At library meetings we started hearing about the Internet. They had it at the University of Washington. Other academic libraries started to get access. It was expensive. An institutional Internet account cost several thousand dollars. It all sounded so complicated. You had to know a special computer language to give the commands. I began to think it would be better if I could retire, so I didn’t have to fight this particular battle, but as usual, the technology came on too fast.
In 1994, I was elected Chair-Elect of the Pacific Northwest Chapter of the Medical Library Association. The Board wanted to keep in touch by Internet. I was the only board member without access. All of a sudden, it became vitally important for me to have this tool. As soon as I got home, I began to investigate possible methods. The Regional Library had put together a list of providers. Most of them wanted to hook up the entire institution, but in Bellevue, I was able to find a new business that would provide individual access at a cost of $300.00 a year, as a group rate. I called to ask for a definition of a group. They told me that they would consider the Seattle Area Hospital Library Consortium a group, if I could get ten members to sign up with them. We would have to pay annually. The company was Northwest Nexus, and their Internet service was halcyon.com.

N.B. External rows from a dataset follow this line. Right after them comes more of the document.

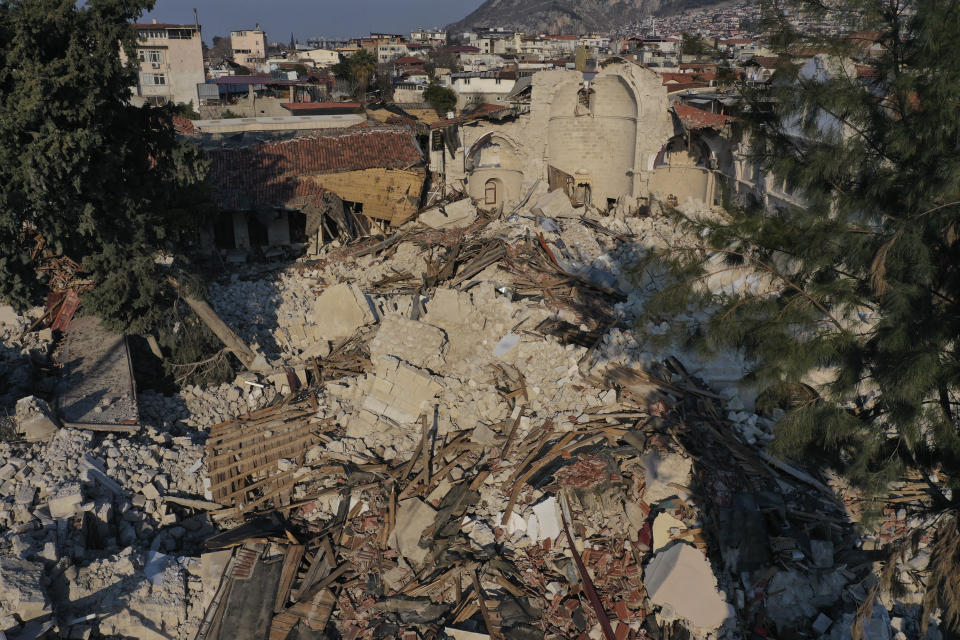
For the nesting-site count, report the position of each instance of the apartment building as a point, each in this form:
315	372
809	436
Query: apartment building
250	48
433	37
171	63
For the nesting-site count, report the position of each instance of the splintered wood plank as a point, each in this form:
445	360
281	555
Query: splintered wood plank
291	563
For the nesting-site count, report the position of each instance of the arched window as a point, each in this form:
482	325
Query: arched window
585	100
490	192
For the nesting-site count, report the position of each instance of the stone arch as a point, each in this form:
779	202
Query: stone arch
602	146
494	166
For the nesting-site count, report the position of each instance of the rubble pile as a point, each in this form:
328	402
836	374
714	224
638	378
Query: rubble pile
23	355
461	438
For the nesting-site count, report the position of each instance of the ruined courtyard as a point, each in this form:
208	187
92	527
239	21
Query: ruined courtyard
450	427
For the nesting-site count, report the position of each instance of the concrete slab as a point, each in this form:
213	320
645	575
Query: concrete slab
97	390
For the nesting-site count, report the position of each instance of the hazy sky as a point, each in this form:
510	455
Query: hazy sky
313	18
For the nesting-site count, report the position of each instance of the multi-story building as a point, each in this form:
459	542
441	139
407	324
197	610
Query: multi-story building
435	37
387	51
250	48
171	63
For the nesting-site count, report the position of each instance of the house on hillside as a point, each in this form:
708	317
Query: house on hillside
171	63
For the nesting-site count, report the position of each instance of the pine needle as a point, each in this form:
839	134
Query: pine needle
878	269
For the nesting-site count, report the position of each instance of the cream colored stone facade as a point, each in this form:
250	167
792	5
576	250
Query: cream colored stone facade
599	140
250	48
171	63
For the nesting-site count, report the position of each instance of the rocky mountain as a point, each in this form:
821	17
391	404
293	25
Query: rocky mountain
568	16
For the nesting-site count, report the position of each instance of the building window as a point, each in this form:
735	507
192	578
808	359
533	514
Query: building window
490	192
151	55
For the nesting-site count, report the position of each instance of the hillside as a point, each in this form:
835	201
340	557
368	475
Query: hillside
568	16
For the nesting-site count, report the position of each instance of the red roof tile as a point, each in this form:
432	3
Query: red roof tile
276	174
699	119
183	125
319	107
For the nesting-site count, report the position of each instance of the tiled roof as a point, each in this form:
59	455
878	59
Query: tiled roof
276	174
302	107
683	86
183	125
162	25
694	118
481	112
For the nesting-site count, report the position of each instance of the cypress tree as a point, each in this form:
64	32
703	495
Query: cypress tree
852	325
98	180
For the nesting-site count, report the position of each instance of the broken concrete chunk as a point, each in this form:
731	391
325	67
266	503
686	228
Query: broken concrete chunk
555	204
545	523
92	470
662	472
399	392
35	421
413	516
21	589
821	553
454	215
663	525
66	501
418	343
680	581
341	310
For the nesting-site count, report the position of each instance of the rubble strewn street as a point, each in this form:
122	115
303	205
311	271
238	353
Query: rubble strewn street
461	437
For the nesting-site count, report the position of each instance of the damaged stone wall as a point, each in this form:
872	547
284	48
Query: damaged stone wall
386	194
606	138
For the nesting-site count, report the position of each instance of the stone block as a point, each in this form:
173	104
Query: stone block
66	501
35	421
454	215
413	516
680	580
341	310
418	343
21	589
150	492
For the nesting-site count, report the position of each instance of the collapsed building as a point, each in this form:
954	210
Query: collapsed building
274	189
459	434
605	138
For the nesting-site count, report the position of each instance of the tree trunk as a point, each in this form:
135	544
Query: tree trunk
210	318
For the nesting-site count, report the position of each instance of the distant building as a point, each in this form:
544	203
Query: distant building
171	63
250	48
434	37
319	57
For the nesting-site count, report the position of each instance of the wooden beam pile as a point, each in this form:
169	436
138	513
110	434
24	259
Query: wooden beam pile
244	454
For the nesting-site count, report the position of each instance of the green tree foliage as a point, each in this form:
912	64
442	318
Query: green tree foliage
853	326
358	69
103	182
442	99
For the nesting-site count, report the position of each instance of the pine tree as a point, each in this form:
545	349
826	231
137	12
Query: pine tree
852	328
98	180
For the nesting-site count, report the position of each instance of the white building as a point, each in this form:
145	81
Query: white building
480	88
171	63
250	48
434	37
387	51
319	57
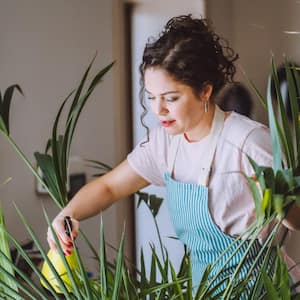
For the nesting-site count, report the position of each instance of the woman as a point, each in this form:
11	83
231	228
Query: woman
199	152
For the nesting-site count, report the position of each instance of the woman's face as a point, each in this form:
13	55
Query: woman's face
175	104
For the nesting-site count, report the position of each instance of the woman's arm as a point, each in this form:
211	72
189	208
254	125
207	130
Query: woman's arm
93	198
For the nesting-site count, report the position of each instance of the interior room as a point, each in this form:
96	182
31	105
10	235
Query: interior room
46	48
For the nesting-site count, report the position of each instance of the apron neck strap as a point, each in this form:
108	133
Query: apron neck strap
205	170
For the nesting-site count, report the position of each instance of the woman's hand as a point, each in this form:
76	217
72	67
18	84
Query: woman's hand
66	241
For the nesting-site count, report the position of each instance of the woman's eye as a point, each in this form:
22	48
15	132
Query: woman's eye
171	99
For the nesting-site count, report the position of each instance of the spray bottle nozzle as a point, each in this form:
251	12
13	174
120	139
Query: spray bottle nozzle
68	225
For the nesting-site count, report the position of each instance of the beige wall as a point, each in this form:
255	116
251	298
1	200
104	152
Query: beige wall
45	48
255	29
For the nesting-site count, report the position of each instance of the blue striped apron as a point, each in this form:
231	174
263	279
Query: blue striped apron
193	224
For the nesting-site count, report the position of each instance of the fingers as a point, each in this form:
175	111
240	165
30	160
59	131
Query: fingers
66	241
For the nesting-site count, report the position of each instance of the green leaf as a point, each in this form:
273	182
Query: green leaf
103	271
271	293
45	163
118	273
5	263
5	107
276	147
292	80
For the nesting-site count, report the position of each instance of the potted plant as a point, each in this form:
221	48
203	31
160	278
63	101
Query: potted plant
274	190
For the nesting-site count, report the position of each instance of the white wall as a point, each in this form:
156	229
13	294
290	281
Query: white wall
45	48
255	29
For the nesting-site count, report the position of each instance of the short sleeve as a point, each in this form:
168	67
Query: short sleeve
258	147
148	158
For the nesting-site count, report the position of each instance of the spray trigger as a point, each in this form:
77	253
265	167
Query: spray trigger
68	225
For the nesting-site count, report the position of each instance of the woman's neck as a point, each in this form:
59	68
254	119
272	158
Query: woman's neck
203	128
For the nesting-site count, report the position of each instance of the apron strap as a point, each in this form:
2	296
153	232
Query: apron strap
205	170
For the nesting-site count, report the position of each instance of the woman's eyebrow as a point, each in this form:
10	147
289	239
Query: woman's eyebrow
165	93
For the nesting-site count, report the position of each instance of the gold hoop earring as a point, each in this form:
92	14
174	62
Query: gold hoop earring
206	106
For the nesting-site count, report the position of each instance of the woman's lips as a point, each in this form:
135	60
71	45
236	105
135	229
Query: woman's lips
167	123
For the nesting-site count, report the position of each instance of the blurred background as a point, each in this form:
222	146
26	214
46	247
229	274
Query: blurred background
47	45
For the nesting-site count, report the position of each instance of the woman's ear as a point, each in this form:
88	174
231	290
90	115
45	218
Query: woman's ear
206	92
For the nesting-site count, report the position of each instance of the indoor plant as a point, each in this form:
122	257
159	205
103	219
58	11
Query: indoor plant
279	187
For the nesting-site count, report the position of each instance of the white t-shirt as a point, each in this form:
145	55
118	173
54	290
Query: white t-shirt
230	200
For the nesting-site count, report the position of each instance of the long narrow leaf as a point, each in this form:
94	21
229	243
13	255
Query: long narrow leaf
118	273
276	147
7	102
4	247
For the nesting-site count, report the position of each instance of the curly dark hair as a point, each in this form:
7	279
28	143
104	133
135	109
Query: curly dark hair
192	53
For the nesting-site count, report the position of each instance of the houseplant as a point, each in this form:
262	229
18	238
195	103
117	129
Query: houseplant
279	187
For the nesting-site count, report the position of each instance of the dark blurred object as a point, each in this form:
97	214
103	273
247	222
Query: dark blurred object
236	98
282	78
77	181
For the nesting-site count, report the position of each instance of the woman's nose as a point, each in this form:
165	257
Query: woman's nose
159	107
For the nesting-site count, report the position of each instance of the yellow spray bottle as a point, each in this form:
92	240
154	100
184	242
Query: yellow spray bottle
59	266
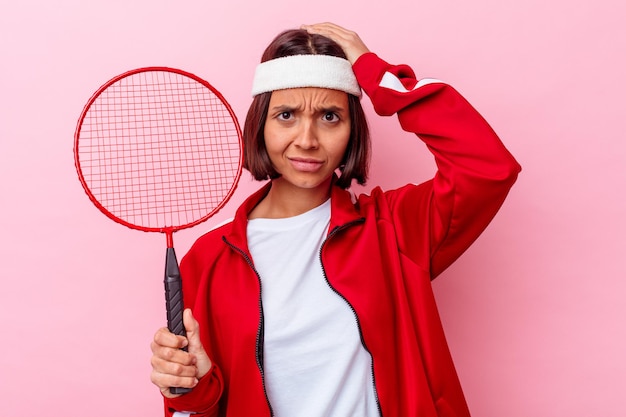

At the next meeting of the consortium, I suggested that we sign up as a group. Those hospitals that actually had Internet service were paying between $6,000 and twenty thousand dollars a year and this sounded like a real deal. We agreed to join as a group. The owner himself came to my office to show me how to sign up and use the service. His wife came with him. She had been a nurse lactation specialist at Evergreen, and was excited that we were going to be a customer. I learned to love the Internet. I also became the area specialist in the Internet. Other librarians called me every day or so to ask questions. Nobody knew very much. We were all learning together.
As always, technology improved, and the Internet became a windows-based program. My old computer no longer had the memory to do the job. Another budget request was made. The old computer was ten years old, after all, and my friends on the medical staff went to bat for me. This time, I got my new computer without a hassle.
With the Internet, library programs started coming by leaps and bounds. Medical Librarians formed a listserve, where we could ask each other for help. All of a sudden, problems became much easier to solve. Post a question to the list, and you almost always found someone who could give you the answer, or at least point you in the right direction. Sometimes, I would go online to ask a question of the list, only to find the question had already been asked, and the answer was there.
We got an Internet Medline in PubMed. Now online searching became free. In 2000, Docline also became Internet based. Who knows what the future will bring?
I bought my first PC when I retired in 1999. I don’t know how I ever lived without one. I do almost all my public library business online, as well as my banking. I do a fair amount of shopping online, as well, and now I have discovered ebay. I can remember going to the Seattle World’s Fair, and seeing the House of Tomorrow. They told us that by the year 2000, every household would have its own computer, and that it would cost about as much as the family car. Well. Cars were a lot cheaper then.